Implants are fallible objects. They don’t last forever. I got a call at my office today, and it inspired me to write this blog. When implants leak it doesn’t tend to be a fireworks and excitement kind of thing. It can be a rapid change or a slow one, where you wonder, “Does it look different?” Sometimes a leak is something seen on mammogram or MRI. and you didn’t notice a thing.
So what do you need to do?
FIRST: Breathe.
An implant leaking is not a 911 emergency. It is something you want to fix soon, so you don’t go around lopsided, but you will be fine. Call your plastic surgeon and make an appointment. This is something you want to fix in the order of weeks if possible, but it doesn’t usually mandate you go into surgery tomorrow.
SECOND: Get a copy of your operation report or have your implant card.
If you have the information on hand, awesome. If you don’t, you want to get the information because it will help your operating doctor know exactly what you have: brand, size, width, projection. If it is within 10 years, you may still be under warranty, which could defray the costs of surgery and a new implant.
THIRD: What to do if you don’t have the operation report or implant card.
If you can’t even remember your surgeon’s name, where you had it done, or what size it is, please remember my first piece of advice (breathe). There are ways you may get the information still.

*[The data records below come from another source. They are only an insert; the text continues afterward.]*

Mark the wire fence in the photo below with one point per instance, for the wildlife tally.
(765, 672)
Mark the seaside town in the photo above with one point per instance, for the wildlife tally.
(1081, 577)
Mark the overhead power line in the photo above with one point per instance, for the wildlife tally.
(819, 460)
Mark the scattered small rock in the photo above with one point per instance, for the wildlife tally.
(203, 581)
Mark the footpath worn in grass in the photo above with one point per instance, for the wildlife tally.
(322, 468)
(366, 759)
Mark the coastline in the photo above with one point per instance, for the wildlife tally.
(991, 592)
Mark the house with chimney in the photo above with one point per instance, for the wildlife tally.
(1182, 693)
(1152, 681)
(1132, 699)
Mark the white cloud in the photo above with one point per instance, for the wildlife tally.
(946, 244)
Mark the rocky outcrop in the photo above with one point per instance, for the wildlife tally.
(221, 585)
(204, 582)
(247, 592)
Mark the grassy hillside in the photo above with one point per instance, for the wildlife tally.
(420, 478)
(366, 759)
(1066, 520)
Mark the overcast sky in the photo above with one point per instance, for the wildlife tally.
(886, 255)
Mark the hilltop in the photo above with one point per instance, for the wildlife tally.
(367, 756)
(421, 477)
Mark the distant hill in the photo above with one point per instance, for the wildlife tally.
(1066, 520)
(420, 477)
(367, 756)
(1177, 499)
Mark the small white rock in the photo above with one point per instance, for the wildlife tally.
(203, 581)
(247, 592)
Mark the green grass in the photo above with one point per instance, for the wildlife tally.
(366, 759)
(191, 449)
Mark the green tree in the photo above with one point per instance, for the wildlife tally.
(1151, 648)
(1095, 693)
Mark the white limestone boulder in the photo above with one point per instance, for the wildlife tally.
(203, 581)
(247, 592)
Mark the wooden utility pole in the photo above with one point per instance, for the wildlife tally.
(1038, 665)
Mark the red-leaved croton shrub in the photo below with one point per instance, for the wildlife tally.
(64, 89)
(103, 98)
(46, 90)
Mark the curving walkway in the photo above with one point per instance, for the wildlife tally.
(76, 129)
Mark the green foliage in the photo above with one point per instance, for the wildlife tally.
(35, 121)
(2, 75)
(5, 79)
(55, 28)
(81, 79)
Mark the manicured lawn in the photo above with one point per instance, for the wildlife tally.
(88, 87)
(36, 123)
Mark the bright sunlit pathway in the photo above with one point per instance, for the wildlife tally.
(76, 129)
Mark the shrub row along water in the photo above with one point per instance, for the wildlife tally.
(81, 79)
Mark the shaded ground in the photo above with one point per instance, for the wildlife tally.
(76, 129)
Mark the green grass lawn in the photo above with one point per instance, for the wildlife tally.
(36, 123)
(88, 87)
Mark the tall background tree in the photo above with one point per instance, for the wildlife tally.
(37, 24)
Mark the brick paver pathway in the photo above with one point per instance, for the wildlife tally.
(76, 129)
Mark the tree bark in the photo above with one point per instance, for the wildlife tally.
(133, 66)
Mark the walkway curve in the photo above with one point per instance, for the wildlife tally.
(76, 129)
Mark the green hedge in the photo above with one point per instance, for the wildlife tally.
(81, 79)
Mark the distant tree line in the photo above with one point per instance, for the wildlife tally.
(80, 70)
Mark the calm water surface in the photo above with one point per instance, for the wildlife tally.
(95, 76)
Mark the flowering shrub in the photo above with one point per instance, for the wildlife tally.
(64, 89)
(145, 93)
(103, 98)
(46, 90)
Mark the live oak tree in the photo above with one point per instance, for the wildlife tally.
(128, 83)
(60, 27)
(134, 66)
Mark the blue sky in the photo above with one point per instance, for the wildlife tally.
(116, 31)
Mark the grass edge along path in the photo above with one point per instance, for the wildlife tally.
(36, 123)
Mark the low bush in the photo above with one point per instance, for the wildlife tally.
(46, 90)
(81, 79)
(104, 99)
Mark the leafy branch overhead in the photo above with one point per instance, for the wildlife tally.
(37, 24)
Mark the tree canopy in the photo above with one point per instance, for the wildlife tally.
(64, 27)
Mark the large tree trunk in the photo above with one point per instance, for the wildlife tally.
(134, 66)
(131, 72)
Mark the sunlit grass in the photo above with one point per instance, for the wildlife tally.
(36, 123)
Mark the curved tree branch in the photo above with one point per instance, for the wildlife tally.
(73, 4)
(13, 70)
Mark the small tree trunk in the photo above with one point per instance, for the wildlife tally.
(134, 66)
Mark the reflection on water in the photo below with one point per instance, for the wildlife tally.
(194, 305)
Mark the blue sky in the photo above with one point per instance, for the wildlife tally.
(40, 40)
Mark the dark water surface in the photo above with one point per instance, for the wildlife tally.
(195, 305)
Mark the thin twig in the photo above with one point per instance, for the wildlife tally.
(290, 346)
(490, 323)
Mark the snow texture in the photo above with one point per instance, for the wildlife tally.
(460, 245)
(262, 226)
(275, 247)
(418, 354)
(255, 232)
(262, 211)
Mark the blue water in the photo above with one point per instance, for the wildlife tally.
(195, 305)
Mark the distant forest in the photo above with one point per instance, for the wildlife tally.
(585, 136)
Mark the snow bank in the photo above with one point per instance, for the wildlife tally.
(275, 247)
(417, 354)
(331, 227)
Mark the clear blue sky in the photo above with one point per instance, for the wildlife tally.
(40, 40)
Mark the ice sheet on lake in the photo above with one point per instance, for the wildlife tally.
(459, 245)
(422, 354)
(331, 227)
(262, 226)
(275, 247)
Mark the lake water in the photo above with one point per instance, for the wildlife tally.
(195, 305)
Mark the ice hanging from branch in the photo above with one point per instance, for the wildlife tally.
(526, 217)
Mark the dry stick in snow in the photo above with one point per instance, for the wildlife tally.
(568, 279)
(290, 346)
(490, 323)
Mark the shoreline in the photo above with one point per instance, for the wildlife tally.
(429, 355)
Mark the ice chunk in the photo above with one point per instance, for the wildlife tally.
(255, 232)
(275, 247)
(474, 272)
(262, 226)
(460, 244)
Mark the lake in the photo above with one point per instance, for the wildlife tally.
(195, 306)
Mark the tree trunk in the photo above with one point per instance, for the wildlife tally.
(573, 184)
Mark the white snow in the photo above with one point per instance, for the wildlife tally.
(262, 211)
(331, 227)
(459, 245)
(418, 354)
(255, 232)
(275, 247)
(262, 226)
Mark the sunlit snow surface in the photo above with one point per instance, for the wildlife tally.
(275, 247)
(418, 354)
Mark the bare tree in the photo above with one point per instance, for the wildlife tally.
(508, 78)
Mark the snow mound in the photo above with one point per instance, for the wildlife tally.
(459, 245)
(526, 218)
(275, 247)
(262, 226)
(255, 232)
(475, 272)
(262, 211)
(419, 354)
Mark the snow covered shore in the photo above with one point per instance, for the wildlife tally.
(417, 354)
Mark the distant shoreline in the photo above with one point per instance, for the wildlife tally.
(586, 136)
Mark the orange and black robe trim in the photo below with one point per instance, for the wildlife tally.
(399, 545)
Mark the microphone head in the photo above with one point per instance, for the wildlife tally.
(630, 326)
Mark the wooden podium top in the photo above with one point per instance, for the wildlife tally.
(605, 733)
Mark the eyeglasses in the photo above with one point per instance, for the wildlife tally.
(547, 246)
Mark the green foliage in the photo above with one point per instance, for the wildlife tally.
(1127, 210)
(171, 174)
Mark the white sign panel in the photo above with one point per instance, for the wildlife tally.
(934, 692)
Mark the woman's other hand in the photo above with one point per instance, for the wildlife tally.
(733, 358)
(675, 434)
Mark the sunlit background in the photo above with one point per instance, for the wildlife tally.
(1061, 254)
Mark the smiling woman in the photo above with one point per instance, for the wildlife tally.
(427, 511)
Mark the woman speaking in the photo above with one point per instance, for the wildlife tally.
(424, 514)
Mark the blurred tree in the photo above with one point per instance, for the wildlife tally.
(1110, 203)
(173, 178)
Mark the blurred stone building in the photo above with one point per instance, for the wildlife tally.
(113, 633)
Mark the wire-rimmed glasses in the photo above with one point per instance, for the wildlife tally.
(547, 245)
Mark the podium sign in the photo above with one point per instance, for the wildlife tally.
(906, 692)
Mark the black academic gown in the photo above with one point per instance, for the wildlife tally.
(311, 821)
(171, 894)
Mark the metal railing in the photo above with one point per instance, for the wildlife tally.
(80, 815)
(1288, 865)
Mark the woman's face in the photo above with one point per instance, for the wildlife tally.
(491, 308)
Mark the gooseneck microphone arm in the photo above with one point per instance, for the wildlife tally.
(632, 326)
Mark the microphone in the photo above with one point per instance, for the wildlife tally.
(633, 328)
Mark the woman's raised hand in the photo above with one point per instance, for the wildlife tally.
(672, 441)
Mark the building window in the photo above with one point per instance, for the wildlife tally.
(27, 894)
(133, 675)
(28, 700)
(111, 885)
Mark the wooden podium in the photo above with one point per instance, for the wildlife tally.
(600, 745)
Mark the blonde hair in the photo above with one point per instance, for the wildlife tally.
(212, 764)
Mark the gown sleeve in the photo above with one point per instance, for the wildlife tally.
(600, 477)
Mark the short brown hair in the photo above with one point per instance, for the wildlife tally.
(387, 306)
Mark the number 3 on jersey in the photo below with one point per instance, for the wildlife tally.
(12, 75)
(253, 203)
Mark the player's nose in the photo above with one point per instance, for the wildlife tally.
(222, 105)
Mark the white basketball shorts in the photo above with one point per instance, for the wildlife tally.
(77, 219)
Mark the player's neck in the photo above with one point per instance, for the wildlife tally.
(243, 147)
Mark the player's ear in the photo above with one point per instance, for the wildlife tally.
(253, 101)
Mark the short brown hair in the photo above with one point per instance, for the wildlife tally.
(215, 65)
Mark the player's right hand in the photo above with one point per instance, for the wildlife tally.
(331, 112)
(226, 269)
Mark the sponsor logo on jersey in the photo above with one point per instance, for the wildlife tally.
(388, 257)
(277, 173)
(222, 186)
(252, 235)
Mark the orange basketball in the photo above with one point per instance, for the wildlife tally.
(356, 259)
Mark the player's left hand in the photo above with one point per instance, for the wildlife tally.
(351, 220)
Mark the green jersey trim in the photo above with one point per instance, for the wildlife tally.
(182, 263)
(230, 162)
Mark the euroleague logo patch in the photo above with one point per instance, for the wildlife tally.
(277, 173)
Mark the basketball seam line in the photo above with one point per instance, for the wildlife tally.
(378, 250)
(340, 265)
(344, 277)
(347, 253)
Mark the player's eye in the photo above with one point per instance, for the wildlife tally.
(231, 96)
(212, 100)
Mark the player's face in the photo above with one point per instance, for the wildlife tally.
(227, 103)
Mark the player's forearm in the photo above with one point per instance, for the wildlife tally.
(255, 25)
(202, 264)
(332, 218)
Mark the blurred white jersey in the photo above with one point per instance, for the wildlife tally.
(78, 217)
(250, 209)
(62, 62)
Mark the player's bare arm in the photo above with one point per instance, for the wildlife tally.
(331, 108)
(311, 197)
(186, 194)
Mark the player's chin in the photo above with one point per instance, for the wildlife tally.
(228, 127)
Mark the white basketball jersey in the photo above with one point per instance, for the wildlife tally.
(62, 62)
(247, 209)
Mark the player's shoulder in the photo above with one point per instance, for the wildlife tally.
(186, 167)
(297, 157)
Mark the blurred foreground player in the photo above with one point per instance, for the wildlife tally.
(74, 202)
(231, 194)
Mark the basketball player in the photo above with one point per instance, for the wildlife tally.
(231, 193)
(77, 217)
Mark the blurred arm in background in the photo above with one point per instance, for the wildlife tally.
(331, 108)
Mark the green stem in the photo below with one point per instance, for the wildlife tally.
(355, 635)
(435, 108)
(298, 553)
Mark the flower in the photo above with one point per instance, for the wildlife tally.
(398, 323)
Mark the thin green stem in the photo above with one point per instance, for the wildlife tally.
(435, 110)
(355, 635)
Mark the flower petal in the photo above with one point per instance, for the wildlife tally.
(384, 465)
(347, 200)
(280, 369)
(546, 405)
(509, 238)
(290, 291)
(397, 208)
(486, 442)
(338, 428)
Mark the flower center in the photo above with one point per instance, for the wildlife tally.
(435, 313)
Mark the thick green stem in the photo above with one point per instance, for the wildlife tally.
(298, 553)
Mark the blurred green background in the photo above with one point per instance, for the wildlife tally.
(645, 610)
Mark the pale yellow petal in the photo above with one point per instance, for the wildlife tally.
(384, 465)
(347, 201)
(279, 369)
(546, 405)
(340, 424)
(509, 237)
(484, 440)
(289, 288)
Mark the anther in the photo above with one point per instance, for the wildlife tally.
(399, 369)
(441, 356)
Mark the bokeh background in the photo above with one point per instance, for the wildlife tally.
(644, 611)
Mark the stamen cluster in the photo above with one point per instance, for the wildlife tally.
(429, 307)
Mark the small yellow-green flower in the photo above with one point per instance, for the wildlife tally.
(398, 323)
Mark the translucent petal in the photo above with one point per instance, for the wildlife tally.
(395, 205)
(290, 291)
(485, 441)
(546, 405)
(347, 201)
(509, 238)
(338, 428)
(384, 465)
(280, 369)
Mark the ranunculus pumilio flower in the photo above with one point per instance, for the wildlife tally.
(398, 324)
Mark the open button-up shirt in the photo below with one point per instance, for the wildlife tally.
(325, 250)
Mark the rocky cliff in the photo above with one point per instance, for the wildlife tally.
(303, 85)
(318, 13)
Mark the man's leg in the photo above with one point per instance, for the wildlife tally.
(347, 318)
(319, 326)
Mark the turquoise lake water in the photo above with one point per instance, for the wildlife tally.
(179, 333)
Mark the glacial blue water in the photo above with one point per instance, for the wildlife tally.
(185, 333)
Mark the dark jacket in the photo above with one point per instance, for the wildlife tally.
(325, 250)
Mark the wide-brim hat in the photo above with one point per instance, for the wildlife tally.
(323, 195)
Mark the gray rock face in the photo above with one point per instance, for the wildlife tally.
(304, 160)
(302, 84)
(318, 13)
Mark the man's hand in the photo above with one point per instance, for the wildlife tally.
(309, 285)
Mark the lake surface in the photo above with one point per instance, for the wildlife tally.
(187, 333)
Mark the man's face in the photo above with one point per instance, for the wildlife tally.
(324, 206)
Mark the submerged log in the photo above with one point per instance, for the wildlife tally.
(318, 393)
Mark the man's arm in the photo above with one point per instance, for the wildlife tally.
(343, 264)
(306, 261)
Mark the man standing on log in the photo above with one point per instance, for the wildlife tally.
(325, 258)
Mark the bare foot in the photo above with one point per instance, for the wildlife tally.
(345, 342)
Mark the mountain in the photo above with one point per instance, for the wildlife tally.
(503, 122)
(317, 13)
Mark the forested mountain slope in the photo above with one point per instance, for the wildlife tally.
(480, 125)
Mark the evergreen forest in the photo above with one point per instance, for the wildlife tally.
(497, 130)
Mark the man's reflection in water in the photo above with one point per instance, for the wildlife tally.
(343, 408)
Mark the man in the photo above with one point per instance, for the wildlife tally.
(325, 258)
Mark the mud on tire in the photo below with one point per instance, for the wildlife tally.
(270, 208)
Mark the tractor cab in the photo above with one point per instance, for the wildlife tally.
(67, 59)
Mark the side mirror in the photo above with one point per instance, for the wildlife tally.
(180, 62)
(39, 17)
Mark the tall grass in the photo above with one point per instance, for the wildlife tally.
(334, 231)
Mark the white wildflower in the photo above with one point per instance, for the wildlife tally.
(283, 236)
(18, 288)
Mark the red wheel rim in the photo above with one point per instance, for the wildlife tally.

The surgery center you had the surgery at may have your record. Even if the doctor has moved or retired, many of the surgery centers will still have the operation report.
If you can’t remember or they don’t have the record, we the surgeon send in a card when we implant your breast implants. We send this card to the company to register the implant. Most implants are one of two brands: MENTOR or ALLERGAN (inamed / McGhan / Allergan / Natrelle is all the same brand). Call them and give them your name. They can look up your information.
MENTOR : 1 800 235 5731
ALLERGAN: 1 800 433 8871
FOURTH: Think about what you want.
It is no fun to have to do another surgery, but it is an opportunity. Were you happy with everything?
Did you want to change the size? The width? Did your breasts feel even or was one bigger or smaller than the other? Do you like the type of implant? (change silicone gel to saline? saline to gel?) How about the kind of implant (anatomic gel shaped implant to a round one? or vice versa?) Do you have issues with ripples and wrinkles? The feel? The position of the implant? Has the implant migrated out into the armpit? down on the chest? Do you need a lift? Do you want them out altogether?
FIFTH: Timing of the next surgery
Again, it tends not to be a 911 emergency, but you want to fix it sooner instead of later. This surgery tends to be a lot easier and less painful than the first surgery, so the recovery tends to be faster. Some of my patients just take Tylenol after this surgery. My issue with these patients tends to be keeping people from being too active. (ahem. ahem my Bay Area over achieving super athletic women who can’t sit still.)
And remember to go back to step ONE.